For Louis Vuitton, the development of the AURA project is the culmination of the traceability program (Track & Trace) launched over three years ago.
Apparently, advanced discussions are underway to onboard additional brands, both from LVMH and other luxury groups globally. On top of Louis Vuitton and Parfums Christian Dior, the group owns approximately 60 luxury brands, including Hublot, Dior, and Dom Pérignon among others.
ConsenSys, which builds applications, infrastructure, and solutions on the Ethereum blockchain network, contributed to the design and development of Traceability Smart Contracts, based on ERC 721 non-fungible token standards. They also helped create a brand API that would allow luxury brands to interface with AURA on a white label basis.
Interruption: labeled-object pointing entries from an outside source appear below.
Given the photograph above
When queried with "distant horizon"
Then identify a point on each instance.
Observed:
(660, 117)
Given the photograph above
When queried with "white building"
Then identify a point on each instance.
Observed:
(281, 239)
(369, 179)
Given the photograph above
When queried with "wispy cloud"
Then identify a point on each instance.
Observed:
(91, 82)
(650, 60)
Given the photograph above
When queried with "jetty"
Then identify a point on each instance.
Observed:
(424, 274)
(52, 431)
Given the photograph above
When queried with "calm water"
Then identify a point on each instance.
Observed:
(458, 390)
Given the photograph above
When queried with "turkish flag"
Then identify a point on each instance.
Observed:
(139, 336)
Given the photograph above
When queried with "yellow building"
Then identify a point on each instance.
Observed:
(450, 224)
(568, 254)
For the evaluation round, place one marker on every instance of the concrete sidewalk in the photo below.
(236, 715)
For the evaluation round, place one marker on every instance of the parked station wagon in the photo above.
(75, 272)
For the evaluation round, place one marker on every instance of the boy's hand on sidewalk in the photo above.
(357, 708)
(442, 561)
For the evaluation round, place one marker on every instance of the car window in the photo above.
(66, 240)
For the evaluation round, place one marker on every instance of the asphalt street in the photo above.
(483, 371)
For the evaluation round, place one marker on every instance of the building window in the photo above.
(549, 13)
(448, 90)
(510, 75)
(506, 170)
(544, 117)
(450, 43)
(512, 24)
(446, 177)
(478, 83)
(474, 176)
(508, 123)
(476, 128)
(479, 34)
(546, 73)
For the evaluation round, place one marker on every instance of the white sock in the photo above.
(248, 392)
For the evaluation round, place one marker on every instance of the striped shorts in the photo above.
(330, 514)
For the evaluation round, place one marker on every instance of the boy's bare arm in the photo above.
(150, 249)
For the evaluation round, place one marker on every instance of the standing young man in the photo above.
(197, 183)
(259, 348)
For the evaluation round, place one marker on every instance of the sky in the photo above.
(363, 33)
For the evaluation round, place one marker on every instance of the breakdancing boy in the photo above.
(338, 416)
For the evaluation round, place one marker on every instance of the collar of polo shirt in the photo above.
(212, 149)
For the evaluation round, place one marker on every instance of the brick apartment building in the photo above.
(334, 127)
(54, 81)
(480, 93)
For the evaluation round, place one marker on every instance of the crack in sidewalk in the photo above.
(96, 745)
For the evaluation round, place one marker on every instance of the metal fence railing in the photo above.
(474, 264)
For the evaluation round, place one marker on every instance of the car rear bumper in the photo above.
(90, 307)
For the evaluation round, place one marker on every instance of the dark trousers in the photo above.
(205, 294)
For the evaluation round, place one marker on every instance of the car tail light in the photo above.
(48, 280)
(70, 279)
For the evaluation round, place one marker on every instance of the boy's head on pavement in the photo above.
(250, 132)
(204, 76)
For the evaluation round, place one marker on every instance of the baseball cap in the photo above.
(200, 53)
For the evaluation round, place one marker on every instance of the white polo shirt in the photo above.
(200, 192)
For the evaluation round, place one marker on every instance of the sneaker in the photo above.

AURA Certification via App
The luxury goods industry involves many specialized actors—design, raw materials, manufacturing, and distribution. The various steps of luxury goods production will be recorded on the shared ledger so that during purchases, customers would be able to use the brand’s app to receive an AURA certificate with all the product information.
The goal is to provide transparency and a single source of truth for consumers who may want to ensure the authenticity of the products they are paying for—while also gaining more information regarding the product origin and components. Consumers would also be able to access information regarding an item’s ethical and environmental impact, along with instructions for product care, and after-sales warranty or other services.
We can see AURA helping to curb luxury product fraud, particularly with items bought online, but it will be interesting to see if the ledger would be able to help cater to the growing customer desire for more ethical fashion. The press release states that “brands have flexibility in designing the capabilities of AURA; some may choose to focus on the sourcing of raw materials, whereas others may focus on providing tailored services and strengthening consumer loyalty”.
The implication here is that brands seem to be the main source for production information, which may be a cause for concern. The ledger may be immutable, but the source of information and how it is documented may impact the blockchain’s efficacy on truly representing an item’s production life cycle. Therefore, implementation would be key here, along with some thoughtful checks and balances throughout the process.
AURA won’t be the first time that someone attempts to allow for luxury product verification via blockchain. The Malaysian-born Luxtag is parked on the NEM blockchain network, and was born out of a need to help verify genuine luxury products from convincing counterfeits—and thus positions anti-fraud at the front and center of its development.